Jeux olympiquesDissidents chinois bannis de «WeChat» à l’approche des JO
Pékin a décidé de priver de la célèbre application certains protestataires, les condamnant ainsi à une sorte de «mort sociale».
A l’approche des Jeux olympiques d’hiver, des dissidents chinois se plaignent d’avoir été mis à l’écart de l’application «WeChat», omniprésente dans le pays, dans le cadre d’un tour de vis habituel avant de grands événements.
Dans un pays hyperconnecté, être exclu de «WeChat» équivaut à une sorte de mort sociale: le banni se retrouve interdit de messagerie et de paiements et ne peut plus télécharger le pass sanitaire qui donne accès à nombre de commerces et de transports publics.
Huit intellectuels ou militants des droits de l’Homme ont indiqué à l’AFP que leur compte «WeChat» avait été bloqué ou bien qu’ils n’avaient plus accès à certaines fonctions, comme les messages de groupe, depuis début décembre. «Tencent», le groupe privé qui gère l’appli, n’a pas répondu aux questions sur le sujet.
«Vague brutale et sans précédent»
Ces restrictions surviennent alors que deux militants ont été arrêtés pour incitation à la subversion: l’avocat Xie Yang et l’écrivain Yang Maodong, tandis qu’un troisième, l’avocat Tang Jitian, n’a plus donné de nouvelles depuis le mois dernier, alors qu’il se rendait à Pékin pour participer à un événement sur les droits de l’Homme à la délégation de l’UE. Ses proches le supposent détenu au secret.
«Cette vague de fermeture des comptes «WeChat» est brutale et sans précédent», observe la journaliste Gao Yu, qui a constaté des anomalies sur son propre compte depuis le 20 décembre.
Période sensible
Le régime communiste a pour habitude de bloquer l’accès à l’internet des dissidents ou bien de les éloigner de Pékin à l’approche de grandes célébrations et d’anniversaires comme celui du massacre de Tiananmen en 1989. La proximité des JO d’hiver ne fait pas exception à la règle.
«Le pouvoir veut faire en sorte que les gens ne franchissent pas la ligne rouge sur internet et profanent la façade immaculée des JO d’hiver», commente la chercheuse Yaqiu Wang, de l’association américaine Human Rights Watch.
«Les Jeux olympiques et leurs préparatifs sont des périodes extrêmement sensibles», observe un militant, dont le compte «WeChat» a fait l’objet de restrictions de service à deux reprises au cours des deux mois écoulés.
Boycott diplomatique
La préparation des Jeux s’est déjà accompagnée de plusieurs polémiques, notamment la disparition momentanée de la tenniswoman Peng Shuai, qui avait accusé début novembre un ancien haut responsable politique de lui avoir imposé un rapport sexuel.
Plusieurs pays occidentaux, dont les Etats-Unis, ont annoncé un «boycott diplomatique» des JO, afin de dénoncer des violations des droits de l’Homme en Chine, notamment ceux de la minorité musulmane ouïghoure.
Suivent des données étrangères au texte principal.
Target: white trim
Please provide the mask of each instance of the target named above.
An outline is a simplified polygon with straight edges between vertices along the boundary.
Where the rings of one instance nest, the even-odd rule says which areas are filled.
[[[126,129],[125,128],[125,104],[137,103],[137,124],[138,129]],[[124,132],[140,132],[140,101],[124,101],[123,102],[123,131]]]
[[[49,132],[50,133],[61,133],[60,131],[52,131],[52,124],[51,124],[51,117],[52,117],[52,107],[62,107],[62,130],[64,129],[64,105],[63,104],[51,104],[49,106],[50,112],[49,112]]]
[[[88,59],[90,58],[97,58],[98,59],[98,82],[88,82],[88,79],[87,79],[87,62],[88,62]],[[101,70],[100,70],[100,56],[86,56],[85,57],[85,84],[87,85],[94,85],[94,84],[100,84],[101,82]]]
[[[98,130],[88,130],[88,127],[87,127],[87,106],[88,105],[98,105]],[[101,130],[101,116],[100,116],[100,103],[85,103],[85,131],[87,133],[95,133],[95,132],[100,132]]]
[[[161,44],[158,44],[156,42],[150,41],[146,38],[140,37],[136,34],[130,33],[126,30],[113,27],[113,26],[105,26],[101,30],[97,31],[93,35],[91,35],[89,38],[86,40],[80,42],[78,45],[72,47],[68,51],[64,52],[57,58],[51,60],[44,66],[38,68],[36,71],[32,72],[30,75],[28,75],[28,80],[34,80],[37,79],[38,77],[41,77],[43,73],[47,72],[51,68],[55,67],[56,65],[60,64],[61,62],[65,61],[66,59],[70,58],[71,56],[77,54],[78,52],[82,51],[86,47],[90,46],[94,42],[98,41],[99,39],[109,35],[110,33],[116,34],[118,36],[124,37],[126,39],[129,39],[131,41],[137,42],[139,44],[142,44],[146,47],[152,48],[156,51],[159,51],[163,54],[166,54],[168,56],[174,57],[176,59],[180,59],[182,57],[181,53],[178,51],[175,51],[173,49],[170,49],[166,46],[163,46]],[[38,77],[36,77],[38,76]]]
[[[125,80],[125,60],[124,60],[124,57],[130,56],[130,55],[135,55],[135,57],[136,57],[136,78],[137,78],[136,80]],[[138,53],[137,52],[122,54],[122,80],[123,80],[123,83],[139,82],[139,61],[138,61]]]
Dans le détail, l’écrivaine pékinoise Zhang Yihe a précisé ne plus pouvoir communiquer avec des groupes d’amis sur «WeChat» depuis le 8 janvier, ni pouvoir poster des contenus sur son mur.
La sociologue Guo Yuhua, de la prestigieuse Université Tsinghua, a confirmé que son compte avait été définitivement bloqué le même jour, tandis qu’un célèbre professeur de droit, He Weifang, a dit avoir subi le même sort le lendemain. «C’est comme retirer quelqu’un de l’espace public», commente Mme Zhang.
«Un Etat souverain», selon le CIO
Interrogé, le Comité international olympique (CIO) a indiqué dans un courriel n’avoir «ni le mandat ni la capacité de changer les lois ou le système politique d’un Etat souverain». L’institution lausannoise «se doit de rester neutre à l’égard de toute question politique», a-t-il ajouté.
A Pékin, le comité d’organisation des Jeux a assuré à l’AFP ne pas être au courant de ces informations et de s’opposer «au mélange de la politique et du sport».
Pendant ce temps, la communauté sans cesse décroissante des dissidents se lamente face à la restriction de ses libertés sous la férule du président Xi Jinping, au pouvoir depuis neuf ans. «L’espace de la liberté de parole se réduit de jour en jour», affirme le juriste He Weifang.